On the Cusp of Big Data

Alternate title: Episode IV: A New Hope

I’m restarting this blog after a long hiatus – a couple of years, at least. It looks like my old posts were purged in the meantime, but that’s probably for the best1.  My musings about Hibernate from 2007 are probably not that interesting now2.

Where I’m coming from:

I work on a team that, in a lot of ways, is on the cusp of Big Data:  we deal with gigabytes, but not terabytes of data, and we don’t have endless racks of commodity servers.  We have a homegrown task framework that follows a typical master-worker pattern and allows for tasks to be distributed among nodes on different servers.  That works well, and I like the framework in general – it could use some cleaning up, but it’s simple, clean and functional.

Data, though, is all stored inside an Oracle database, and we’re knocking at the edge of it’s capabilities.  We haven’t entirely maxed it out yet, but each performance gain has been harder to come by, and we can easily see the time approaching where it will be cheaper to rearchitect how we’re storing and serving data rather than eke more performance by smarter partitioning, better queries, or a faster SAN.

So over the past several months I’ve been reading about some of the competitors in the big-data field, and sketching ideas for what I’d like our architecture to look like going forward.  Things like MapReduce (Hadoop), HBase, Cassandra, or Terracotta, or a number of other ideas – different types of products, all with the goal of scaling data beyond a single server. But unlike a lot of folks looking at these options, we have an existing product in production, based on a framework that does 80% of what we need. So I find myself on a seesaw, going between the newest, coolest thing I’ve read about, and then the pain of rewriting what we have on a non-existent timeline when what we have works so well – at today’s data volumes.

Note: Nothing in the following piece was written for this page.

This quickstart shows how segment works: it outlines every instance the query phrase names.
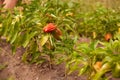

I decided to reinstate this blog to collect what I’ve learned so far.

1 Does anyone else have the problem of starting blogs like new years’ resolutions and then losing track of them? I probably have three out there, tied to some forgotten username on goodness knows which host, and they’re probably saying very insightful things about Hibernate 2.0.

2 Turns out, I did recover some old posts from a Typo blog from 2006. A couple of the most boring just didn’t make the move over, but most of them are here for morbid curiosity about what seemed interesting at the time.